Data suggest Republicans have a race problem

"To a significant extent, the Republican base does have elements that are animated by racism. And that's unfortunate," Democratic Congressional Campaign Committee Chairman Steve Israel (D-N.Y.) said in an interview broadcast Sunday on CNN.

Israel's GOP counterpart Greg Walden (R-Ore.), also on the show, rejected the idea that race plays any role in GOP opposition to Obama's policies.

Racial bias is incredibly difficult to quantify. You can't simply ask people if they're racist because nearly everyone -- racist or not -- will say no. That's partly because prejudice often acts at the subconscious level (Want proof of this? Go take the implicit bias test developed by researchers at Harvard, the University of Washington, and the University of Virginia).

So pollsters often try to measure prejudice indirectly. An Associated Press poll conducted in 2012 attempted to measure implicit racism among Democrats and Republicans by asking respondents to compare black, white, Asian and Hispanic faces. It found that 55 percent of Democrats expressed implicit anti-black attitudes, compared with 64 percent of Republicans -- a difference that the lead researchers called "highly significant."

Another proxy for measuring racial prejudice is a person's views on interracial dating and marriage. The Pew Research Center has been polling on this question for 25 years. In 2012, 18 percent of Republicans disapproved of blacks and whites dating each other, compared with 5 percent of Democrats.

Perhaps even more telling is that this gap has widened in recent years. In 1997, nearly identical numbers of Democrats and Republicans disapproved of interracial dating, at 30 and 31 percent, respectively.
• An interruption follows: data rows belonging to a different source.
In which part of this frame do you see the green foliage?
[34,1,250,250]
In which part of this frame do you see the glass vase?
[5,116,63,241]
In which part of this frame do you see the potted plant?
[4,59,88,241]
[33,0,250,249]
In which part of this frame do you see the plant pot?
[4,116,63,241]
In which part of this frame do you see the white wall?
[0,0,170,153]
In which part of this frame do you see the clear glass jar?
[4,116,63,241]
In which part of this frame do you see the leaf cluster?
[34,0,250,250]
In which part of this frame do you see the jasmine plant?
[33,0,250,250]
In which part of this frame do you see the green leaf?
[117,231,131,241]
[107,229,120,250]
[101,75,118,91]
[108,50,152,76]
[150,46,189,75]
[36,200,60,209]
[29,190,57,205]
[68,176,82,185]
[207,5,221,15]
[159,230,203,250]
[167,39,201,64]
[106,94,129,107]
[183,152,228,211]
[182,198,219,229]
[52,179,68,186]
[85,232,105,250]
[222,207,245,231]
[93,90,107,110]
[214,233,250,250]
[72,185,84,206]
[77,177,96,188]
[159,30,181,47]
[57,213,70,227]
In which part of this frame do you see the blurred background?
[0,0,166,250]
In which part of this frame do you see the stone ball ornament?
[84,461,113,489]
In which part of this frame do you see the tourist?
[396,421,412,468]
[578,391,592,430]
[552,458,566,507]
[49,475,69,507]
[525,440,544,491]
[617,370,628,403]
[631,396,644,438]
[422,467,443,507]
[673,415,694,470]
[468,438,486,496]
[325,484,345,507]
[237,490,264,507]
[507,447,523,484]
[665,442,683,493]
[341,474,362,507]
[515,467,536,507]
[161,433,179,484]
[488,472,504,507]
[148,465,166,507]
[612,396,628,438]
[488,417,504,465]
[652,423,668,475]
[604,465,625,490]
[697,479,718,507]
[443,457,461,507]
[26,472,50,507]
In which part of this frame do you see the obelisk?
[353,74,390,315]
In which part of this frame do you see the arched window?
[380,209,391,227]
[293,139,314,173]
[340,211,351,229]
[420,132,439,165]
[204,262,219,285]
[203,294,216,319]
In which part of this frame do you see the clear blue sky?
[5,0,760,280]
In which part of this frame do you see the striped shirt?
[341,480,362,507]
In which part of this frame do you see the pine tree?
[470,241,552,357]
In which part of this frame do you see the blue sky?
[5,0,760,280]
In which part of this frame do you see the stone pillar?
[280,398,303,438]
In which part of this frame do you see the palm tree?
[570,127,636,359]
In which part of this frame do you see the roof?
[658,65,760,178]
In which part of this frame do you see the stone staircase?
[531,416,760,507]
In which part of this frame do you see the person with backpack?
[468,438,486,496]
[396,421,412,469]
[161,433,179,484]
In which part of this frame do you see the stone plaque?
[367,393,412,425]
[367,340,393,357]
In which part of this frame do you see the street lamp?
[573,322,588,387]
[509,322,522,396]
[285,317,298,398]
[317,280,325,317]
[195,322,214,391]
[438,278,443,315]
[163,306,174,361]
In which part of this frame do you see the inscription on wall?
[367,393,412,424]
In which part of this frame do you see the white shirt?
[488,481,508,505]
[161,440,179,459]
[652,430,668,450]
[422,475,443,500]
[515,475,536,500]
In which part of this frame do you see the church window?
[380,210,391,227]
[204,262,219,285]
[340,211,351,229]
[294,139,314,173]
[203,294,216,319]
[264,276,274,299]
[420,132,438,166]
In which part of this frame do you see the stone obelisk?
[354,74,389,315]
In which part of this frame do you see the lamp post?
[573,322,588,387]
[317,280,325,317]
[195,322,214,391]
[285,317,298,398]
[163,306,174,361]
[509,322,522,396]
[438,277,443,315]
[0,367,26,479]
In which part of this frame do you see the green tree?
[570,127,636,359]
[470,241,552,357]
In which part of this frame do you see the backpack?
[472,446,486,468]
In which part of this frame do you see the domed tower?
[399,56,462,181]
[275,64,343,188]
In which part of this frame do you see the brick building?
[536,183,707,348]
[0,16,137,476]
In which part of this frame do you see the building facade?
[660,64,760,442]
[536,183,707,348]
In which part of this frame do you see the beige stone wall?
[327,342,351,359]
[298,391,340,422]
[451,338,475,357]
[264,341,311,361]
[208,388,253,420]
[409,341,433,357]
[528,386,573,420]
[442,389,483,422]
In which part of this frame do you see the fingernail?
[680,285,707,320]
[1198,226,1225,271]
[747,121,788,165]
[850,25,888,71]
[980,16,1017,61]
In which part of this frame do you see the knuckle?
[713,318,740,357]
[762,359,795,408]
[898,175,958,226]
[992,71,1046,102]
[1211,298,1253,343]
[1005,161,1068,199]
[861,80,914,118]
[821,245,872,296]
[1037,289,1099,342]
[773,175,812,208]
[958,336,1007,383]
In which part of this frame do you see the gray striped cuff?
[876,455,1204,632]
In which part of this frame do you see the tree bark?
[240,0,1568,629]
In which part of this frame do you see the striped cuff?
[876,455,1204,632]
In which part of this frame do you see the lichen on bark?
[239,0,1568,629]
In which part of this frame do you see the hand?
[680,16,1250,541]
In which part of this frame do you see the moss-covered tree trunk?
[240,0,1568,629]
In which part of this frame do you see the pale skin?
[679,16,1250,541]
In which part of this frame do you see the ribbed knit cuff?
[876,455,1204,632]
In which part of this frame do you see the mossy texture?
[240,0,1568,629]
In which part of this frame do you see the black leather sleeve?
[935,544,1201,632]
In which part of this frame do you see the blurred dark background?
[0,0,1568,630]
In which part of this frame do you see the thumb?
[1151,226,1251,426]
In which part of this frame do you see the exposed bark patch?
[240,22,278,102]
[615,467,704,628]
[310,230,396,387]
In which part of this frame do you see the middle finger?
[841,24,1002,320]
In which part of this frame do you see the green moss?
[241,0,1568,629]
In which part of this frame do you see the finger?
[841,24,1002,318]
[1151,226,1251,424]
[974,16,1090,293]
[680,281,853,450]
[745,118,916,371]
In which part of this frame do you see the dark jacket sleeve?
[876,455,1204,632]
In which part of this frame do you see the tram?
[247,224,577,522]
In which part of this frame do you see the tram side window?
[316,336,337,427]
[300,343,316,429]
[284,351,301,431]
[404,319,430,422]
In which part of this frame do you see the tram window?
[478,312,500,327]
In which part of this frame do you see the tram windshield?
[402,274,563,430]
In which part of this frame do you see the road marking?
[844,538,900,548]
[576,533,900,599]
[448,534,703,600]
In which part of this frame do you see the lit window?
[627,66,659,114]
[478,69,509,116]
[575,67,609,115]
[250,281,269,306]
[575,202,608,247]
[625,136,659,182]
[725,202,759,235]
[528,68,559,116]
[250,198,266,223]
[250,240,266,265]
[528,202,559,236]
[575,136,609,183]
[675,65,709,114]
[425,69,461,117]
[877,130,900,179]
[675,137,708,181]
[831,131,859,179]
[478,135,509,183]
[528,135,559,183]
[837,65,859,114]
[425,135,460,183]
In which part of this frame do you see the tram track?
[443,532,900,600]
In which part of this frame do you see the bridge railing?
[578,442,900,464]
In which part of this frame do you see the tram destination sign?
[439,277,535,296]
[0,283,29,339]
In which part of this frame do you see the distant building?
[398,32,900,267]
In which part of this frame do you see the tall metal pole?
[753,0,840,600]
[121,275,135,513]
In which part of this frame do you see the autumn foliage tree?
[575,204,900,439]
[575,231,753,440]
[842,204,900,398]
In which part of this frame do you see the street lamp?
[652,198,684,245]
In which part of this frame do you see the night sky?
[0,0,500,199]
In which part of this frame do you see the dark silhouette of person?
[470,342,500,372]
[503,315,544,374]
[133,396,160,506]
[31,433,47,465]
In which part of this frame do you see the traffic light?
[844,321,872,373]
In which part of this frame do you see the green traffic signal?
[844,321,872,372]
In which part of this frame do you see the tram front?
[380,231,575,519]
Democratic disapproval of interracial dating has softened considerably faster than Republican disapproval since then.

So, taken at face value, Israel's statement does have some support: Data suggest that a section of Americans who identify as Republicans express measurable racial prejudice at a higher rate than their Democratic counterparts.

This doesn't mean that all Republicans are racist, of course, or that all Democrats are free of racism. Indeed, as the Harvard implicit bias test shows, we're all carrying around racial baggage of some sort or another. But the survey findings above indicate that Republicans have more work to do to address such prejudice within their ranks. There's an obvious moral imperative behind this, but there's also a strategic one: A party can't sustain itself if it continues to grow older and whiter while the rest of the nation grows younger and more diverse.